I shit and pissed in a tiny hole I had dug in the corner. The smell was intoxicating, and not in a Calvin Klein way. My puke found its way into the hole as well.

I would get nervous at the sound of voices getting not louder, but softer. Softer as They got closer. That's a sure sign They know you're there. And They knew I was there. How could They not, with my heart beating so loud the whole world heard it? To this day I wonder why They left me there, when I was as easy a target as I'd ever be. Regardless, I was left. Years later I found out that They did return - with backup. It brings a tear to my eye knowing I was so important.

Of course, it all sounds rather cold, doesn't it? Like not scary at all. The thing is I put myself there. I LOVED IT, O My Brothers.

But.

But Michael was out there. Alone. And I didn't know where. I still don't know where.

That's fear.

26 October 2005

Obdulia

"Yes, Lars will meet his match tonight," she surmised with an evil smile. After all, she had shared her most secret of secrets with him, and he had taken one of them away. No man had ever touched her there before and lived. Not "Bill" the McDonalds guy, who had promised her free Big Macs for a year and then forgotten about her. Not David and David, the twin gynecologists, who had assured her it was all part of the exam. No, not even Father Bob.

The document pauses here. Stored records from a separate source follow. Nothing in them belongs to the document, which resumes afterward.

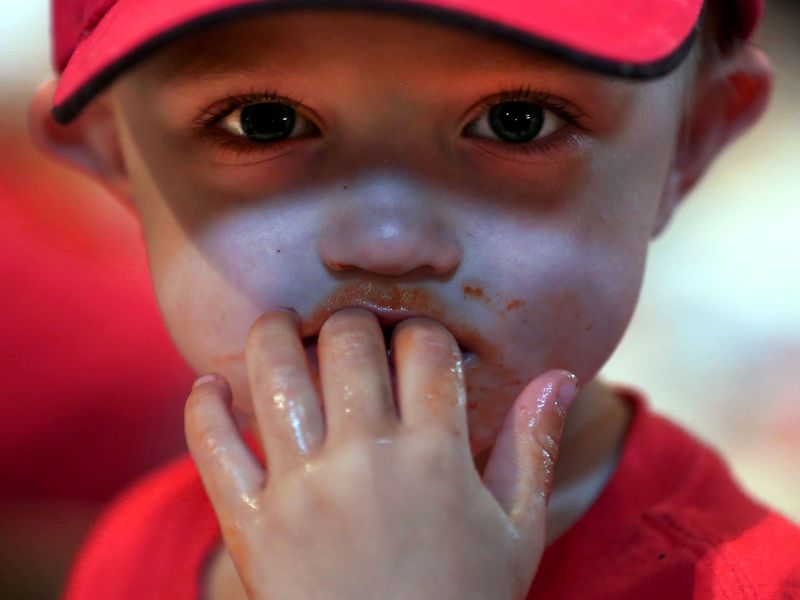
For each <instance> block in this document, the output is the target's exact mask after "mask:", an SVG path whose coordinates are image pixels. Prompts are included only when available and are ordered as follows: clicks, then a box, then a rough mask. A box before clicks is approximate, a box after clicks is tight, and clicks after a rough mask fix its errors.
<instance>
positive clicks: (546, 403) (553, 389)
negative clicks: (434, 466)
mask: <svg viewBox="0 0 800 600" xmlns="http://www.w3.org/2000/svg"><path fill="white" fill-rule="evenodd" d="M577 390H578V381H577V378H576V377H575V375H573V374H572V373H569V372H568V371H548V372H547V373H545V374H543V375H541V376H539V377H537V378H536V379H534V380H533V381H532V382H531V383H529V384H528V385H527V387H526V388H525V389H524V390H523V391H522V393H521V394H520V395H519V397H518V398H517V400H516V401H515V402H514V405H513V407H512V408H511V411H510V412H509V414H508V417H507V418H506V422H505V424H504V425H503V428H502V430H501V431H500V434H499V435H498V437H497V441H496V442H495V444H494V448H493V449H492V453H491V455H490V457H489V461H488V462H487V464H486V469H485V470H484V472H483V482H484V484H485V485H486V487H488V488H489V490H490V491H491V492H492V494H493V495H494V496H495V498H497V501H498V502H499V503H500V505H501V506H502V507H503V509H504V510H505V511H506V513H507V514H508V515H509V517H510V519H511V521H512V522H513V523H514V524H515V525H516V526H517V527H518V528H519V529H520V530H522V531H528V532H530V531H531V530H532V528H534V527H537V526H538V528H540V529H541V531H542V532H543V531H544V529H543V527H541V524H542V523H544V518H545V513H546V509H547V502H548V500H549V498H550V491H551V489H552V486H553V472H554V469H555V465H556V460H557V459H558V447H559V443H560V441H561V431H562V430H563V428H564V419H565V417H566V411H567V410H568V409H569V407H570V406H571V404H572V402H573V401H574V399H575V396H576V395H577ZM537 524H538V525H537Z"/></svg>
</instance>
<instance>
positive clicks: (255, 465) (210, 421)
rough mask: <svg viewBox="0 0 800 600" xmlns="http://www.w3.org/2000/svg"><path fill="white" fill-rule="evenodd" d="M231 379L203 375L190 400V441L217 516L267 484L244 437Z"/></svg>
mask: <svg viewBox="0 0 800 600" xmlns="http://www.w3.org/2000/svg"><path fill="white" fill-rule="evenodd" d="M230 400H231V392H230V388H229V387H228V384H227V382H226V381H225V380H224V379H223V378H221V377H218V376H215V375H206V376H204V377H200V378H199V379H198V380H197V381H196V382H195V385H194V387H193V388H192V392H191V394H189V398H188V400H187V401H186V408H185V411H184V427H185V433H186V443H187V444H188V446H189V452H190V453H191V455H192V459H193V460H194V463H195V465H196V466H197V470H198V471H199V473H200V478H201V479H202V481H203V486H204V487H205V489H206V493H207V494H208V497H209V499H210V500H211V504H212V505H213V506H214V510H215V511H216V512H217V515H220V516H221V515H225V514H229V513H230V512H232V511H234V510H236V509H237V507H239V506H240V505H242V504H248V505H249V504H251V503H252V498H253V497H254V496H255V494H256V493H257V492H258V490H260V489H261V487H262V486H263V484H264V470H263V469H262V468H261V465H260V464H259V463H258V460H257V459H256V458H255V456H253V454H252V453H251V452H250V450H249V448H248V447H247V444H246V443H245V441H244V440H243V439H242V436H241V434H240V432H239V429H238V427H237V426H236V421H235V419H234V417H233V415H232V414H231V410H230Z"/></svg>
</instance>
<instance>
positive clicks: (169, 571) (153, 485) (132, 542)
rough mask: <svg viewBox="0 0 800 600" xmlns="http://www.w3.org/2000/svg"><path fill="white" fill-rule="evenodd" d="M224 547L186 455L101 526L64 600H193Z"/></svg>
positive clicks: (78, 560)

But none of that mattered to her now. She had a man to bludgeon, so she laid out her plans. First, she would invite him over for a bit of wine and cheese - perhaps some ham and fig paté. Then she would seduce him in that way he liked. And finally, from under the pillow, she would come out with the coup de grace, the .38 she kept hidden for these special moments. She was getting excited. Very excited. Later that evening, after the wine had been chilled and the gun polished to a brilliant shine, she made the call.

"Lars, baby," she said lustily, twirling the revolver in her fingers, "why don't you come over for some fun tonight?"

(With many thanks to Mopeychick for her part)

21 October 2005

Stacy's Mom

My hands are small. I can't make them larger no matter what I do. Sometimes, though, when I let my nails grow, they look a bit longer. I keep looking at them because they're RIGHT THERE and I can't help it. I'd like to stop. Hell, I'd like to stop thinking about them, but here I am writing an entire paragraph on this very subject.

Johnny Sarampion, Archaeologist, Breaks Down

Where is my mind? Where Is My Mind? WHERE IS MY MIND? Way out in the water, see it swimming. (With many thanks to Mr. Black - I had a real moment with you Frank.)

Sometimes I look at archaeology reports and wonder if all the original folks ever did was sit around and make pottery all day, like pottery-obsessed Rainmen. All we ever talk about is pottery. Pottery and middens. The middens, of course, being made of pottery.

"We thought only the Orange culture of the St. John's Valley made pottery, but look! the Weeden Island related Manasota culture did too! Joy!"

I really don't know why this is bothering me today. It never has before. Maybe I'm not bothered at all, but just thought I'd make the observation. Sometimes, however, it highlights the fact that we have no clue about the meaning of life. Or if there is a meaning at all... Okay, it doesn't say anything about the meaning of life. So sue me.

Anyway, we think it's all about consumerism today, but we ain't got shit on those pottery-making fools from the Late Archaic period. Like real pottery whores. I mean, useful as pottery is, there's no reason to be giving it up all over the village.

18 October 2005

Ignatious on the Hill

It isn't hard to imagine what Ignatious Crawley is up to on this lovely Friday afternoon. After having been shut in the house with the flu, eating his wife Frida's scathingly awful chicken broth, he is more than happy to sit on the hill and work on his series of Cuyahoga Valley paintings.

He slips a tape of his favorite classical recordings into an ancient Walkman while stroking away at the canvas. What a wonderful day it is to be Ignatious Crawley on a hill.

The valley is beautiful. The music is beautiful. Ignatious is soon fast asleep dreaming of beautiful things.